Featured Artist of the month
December 2018/January 2019

Andrea Guskin

A Temporary Collection (detail), photo transfer on cotton, dimensions variable

 
 

ANDREA GUSKIN is a San Francisco Bay Area artist who was raised amongst the woods and college campuses of Wisconsin and Ohio. She began drawing by pillaging her father’s office supply closet for fine tip pens and yellow pads, filling them with figures.   

After studying painting with Gary Bower at Antioch College in Ohio, Andrea started diversifying her materials to include found objects and surfaces. Her 1994 exhibition,  “What is Intimacy,” at the Reed Gallery in Ohio, included paintings and assemblage work with metal drawers, found clothing, wood, and pit-fired clay.

In the fall of 1994, she moved to the Lower East Side in New York City, exhibiting and working within the burgeoning artist community at the historic former PS 160, now known as The Clemente. Andrea’s figures became skeletal, and then dissolved into line, as she searched for an essential way to illustrate and communicate her own emotional systems regarding relationship, intimacy, and home.
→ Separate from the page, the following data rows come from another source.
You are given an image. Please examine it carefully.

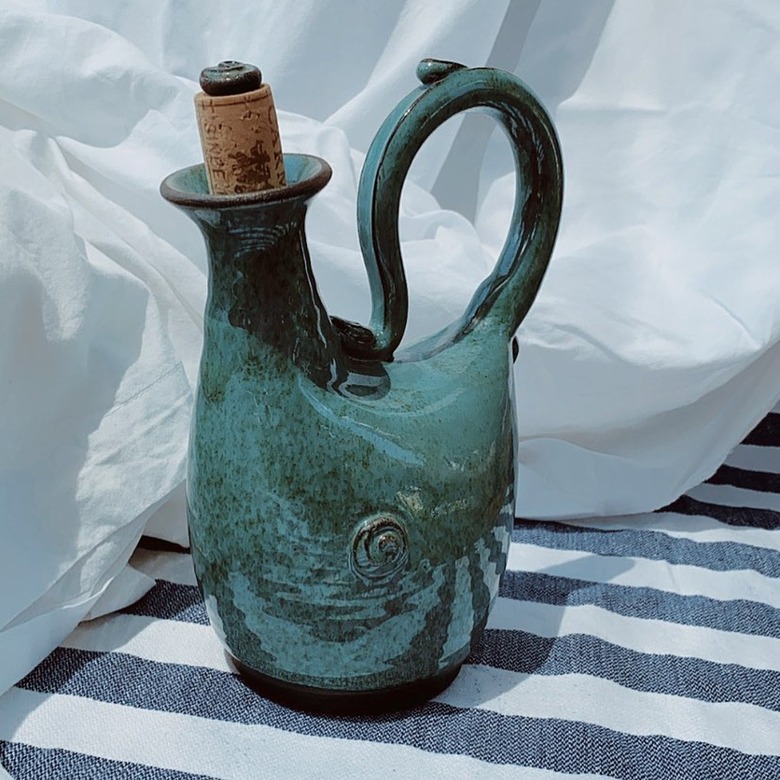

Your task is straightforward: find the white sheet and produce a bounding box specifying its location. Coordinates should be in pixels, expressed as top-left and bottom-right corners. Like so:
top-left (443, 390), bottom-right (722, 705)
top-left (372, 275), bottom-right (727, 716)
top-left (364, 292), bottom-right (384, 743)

top-left (0, 0), bottom-right (780, 691)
The abstract paintings of that time were on wood and metal primarily, and were scraped, carved, and heavily layered.

Since moving to the Bay Area, she has been incorporating tape and thread into her work, as well as rubber bands, cotton, and used matches. While she still considers herself an abstract painter, the figure has reappeared in recent work in the form of found photographs transferred onto cotton. She uses these images to explore her family’s personal immigration stories and Jewish heritage. 

Her work has been exhibited nationally in galleries and nonprofit art centers including the Richmond Art Center, Swarm Gallery, and H Gallery in Ventura.

Artist Statement

Using the everyday materials of mending found in domestic life, I explore the many layers of emotional experience related to home, ancestry, and the fragility of existence. Thread and cord are sewn, tied and knotted: they are the tight ropes we all walk, each step composed of mundane and extraordinary moments, containing past influences both known and unknown. The cords must be taut, since one piece is only as strong as its connection to others.

I work in series, each with an overarching question at its root. In my recent series, A Temporary Collection of an Ordinary Bloodline, my work examined the question: what unknown elements of our family history do we carry with us in our bodies and minds? I explored the blurred parts of family history, mostly lost through time and movement across oceans. The work is a contemplation of ancestry and refuge through the lens of my ordinary bloodline, incorporating small ordinary objects like thread, burnt matches, pieces of cotton, rubber bands--objects so present as to go unnoticed—present in homes around the world and through many eras.

I am inspired by the work of Christian Boltanski, Lee Bontecou, Dorothy Hood, and the unbelievable linear abstractions on rocks found at the Grande Riviere Beach in Trinidad. 

Vist Andrea’s website

Let Me Look at You, 2018, thread, collage and paint on canvas, 12 in. x 12 in.

 

Tracking Absence, 2017, thread, ink, and photo transfer on balsa wood, 6 in. x 72 in.